Cat bonds set to stay high – RMS
NEW YORK (Bloomberg) — Catastrophe bond sales are set to remain high this year after lower prices and a quiet hurricane season produced a record fourth quarter, according to Risk Management Solutions Inc.
Eight bonds totaLling almost $1.1 billion eclipsed the $600 million issued in the fourth quarter of 2007, the Newark, California-based company, which builds models to predict hurricane damage, said today in an e-mailed statement.
The cost of issuing cat bonds dropped by as much as 40 percent in the last six months, boosting purchases of the securities used to reduce potential claims from natural disasters, RMS said. The maturing of existing cat bonds will fuel new issuance in 2010 with as much as 80 percent of the $5 billion of securities expiring this year yet to be renewed, the company said.
"More companies have put their toes back in the water after a slow start in 2009," said Robert Stone, a director with RMS's investment-linked securities team. "Activity looks set to remain high in 2010 as a record volume of catastrophe bonds is due to mature."
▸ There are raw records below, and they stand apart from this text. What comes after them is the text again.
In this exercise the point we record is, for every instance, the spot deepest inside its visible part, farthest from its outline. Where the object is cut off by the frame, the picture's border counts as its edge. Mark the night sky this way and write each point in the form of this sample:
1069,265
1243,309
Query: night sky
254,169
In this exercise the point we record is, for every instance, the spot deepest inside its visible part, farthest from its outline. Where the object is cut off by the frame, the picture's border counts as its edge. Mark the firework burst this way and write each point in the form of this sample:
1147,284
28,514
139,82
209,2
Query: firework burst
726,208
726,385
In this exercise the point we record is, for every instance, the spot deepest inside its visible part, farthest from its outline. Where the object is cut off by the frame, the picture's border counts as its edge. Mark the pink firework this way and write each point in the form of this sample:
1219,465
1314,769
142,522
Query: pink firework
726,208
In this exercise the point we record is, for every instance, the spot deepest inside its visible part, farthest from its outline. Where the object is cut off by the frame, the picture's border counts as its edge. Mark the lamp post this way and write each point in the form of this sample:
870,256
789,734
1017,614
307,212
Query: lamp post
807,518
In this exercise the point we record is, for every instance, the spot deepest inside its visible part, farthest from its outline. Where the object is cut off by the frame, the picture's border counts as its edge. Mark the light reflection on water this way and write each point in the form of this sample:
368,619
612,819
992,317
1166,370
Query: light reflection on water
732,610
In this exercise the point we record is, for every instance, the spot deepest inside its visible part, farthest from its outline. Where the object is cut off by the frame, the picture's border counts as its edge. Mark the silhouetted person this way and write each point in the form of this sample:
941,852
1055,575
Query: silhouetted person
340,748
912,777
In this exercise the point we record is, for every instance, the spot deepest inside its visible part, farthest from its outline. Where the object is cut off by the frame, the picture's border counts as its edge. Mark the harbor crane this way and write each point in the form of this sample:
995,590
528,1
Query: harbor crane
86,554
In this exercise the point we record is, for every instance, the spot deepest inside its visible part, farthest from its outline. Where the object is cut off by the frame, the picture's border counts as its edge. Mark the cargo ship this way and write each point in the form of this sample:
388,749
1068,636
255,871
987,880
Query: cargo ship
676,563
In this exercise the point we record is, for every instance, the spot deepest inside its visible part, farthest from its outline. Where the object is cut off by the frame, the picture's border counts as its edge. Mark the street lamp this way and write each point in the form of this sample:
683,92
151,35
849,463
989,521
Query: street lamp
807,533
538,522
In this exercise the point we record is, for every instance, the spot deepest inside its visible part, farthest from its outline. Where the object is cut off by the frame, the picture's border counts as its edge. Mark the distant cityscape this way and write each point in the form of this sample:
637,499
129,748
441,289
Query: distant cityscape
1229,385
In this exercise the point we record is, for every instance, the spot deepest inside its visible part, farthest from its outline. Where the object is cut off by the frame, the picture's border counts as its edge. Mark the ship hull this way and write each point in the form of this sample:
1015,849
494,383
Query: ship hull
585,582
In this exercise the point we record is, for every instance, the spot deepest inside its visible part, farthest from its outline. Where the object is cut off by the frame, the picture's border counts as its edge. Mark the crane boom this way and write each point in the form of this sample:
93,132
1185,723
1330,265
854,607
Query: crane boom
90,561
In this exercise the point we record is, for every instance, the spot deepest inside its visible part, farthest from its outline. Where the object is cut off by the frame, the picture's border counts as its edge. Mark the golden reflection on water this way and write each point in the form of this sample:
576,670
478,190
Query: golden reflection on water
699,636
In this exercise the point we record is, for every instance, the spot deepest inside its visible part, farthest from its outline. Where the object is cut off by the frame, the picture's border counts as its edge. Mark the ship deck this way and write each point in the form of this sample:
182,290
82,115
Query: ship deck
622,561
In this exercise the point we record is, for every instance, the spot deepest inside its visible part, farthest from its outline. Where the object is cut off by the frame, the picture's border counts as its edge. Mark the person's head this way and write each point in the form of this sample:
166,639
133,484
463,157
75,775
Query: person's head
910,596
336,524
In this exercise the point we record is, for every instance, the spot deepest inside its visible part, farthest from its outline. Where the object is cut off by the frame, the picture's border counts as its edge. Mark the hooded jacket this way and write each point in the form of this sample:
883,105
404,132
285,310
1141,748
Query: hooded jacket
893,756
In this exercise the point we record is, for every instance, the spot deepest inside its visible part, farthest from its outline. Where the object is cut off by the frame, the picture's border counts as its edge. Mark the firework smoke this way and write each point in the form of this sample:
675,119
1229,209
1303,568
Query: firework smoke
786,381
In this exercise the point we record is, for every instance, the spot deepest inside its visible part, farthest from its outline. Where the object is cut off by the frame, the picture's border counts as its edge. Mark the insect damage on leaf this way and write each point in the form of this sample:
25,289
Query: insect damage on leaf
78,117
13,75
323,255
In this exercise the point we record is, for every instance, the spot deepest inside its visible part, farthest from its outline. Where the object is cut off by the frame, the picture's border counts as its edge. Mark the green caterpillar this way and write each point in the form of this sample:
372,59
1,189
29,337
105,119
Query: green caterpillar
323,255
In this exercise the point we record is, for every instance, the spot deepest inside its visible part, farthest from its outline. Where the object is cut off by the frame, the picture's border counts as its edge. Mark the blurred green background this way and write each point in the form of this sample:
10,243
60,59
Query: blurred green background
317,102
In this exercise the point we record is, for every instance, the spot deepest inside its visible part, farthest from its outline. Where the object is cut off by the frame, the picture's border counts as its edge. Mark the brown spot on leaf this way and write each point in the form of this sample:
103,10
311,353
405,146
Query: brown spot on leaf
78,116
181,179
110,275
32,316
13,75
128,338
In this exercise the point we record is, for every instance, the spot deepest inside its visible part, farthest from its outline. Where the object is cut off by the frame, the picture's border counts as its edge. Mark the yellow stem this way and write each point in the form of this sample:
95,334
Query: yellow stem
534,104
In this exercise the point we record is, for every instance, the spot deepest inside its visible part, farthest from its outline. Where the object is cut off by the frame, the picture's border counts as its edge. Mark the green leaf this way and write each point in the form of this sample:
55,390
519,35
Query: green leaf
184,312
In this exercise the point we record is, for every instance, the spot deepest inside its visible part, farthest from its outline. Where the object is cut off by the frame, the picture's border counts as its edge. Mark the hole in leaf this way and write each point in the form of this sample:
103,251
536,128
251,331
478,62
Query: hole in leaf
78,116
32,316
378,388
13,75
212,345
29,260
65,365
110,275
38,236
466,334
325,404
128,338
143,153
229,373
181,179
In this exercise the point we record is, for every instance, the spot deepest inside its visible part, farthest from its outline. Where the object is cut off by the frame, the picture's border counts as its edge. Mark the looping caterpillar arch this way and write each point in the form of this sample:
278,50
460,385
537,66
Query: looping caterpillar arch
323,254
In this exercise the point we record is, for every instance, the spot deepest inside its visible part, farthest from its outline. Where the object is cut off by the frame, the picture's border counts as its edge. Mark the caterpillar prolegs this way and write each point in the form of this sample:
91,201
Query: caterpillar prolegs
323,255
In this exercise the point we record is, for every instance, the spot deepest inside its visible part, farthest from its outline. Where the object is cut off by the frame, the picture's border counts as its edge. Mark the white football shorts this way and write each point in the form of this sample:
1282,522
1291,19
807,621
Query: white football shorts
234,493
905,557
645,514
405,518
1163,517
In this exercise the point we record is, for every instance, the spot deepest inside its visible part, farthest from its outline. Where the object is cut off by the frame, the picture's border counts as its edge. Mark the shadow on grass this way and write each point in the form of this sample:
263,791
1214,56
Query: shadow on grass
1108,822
After record issuance of about $7 billion in 2007, the value of issued cat bonds, an alternative to reinsurance, fell by more than half in 2008, according RMS. Sales in 2009 rebounded to more than $3 billion.
Cat bonds posted a record gain last year after the US escaped major storm damage. Demand for the bonds "tends to increase" when you don't have losses, Chris Klein, global head of business intelligence at Marsh & McLennan Cos.'s reinsurance brokerage Guy Carpenter & Co., said on December 30.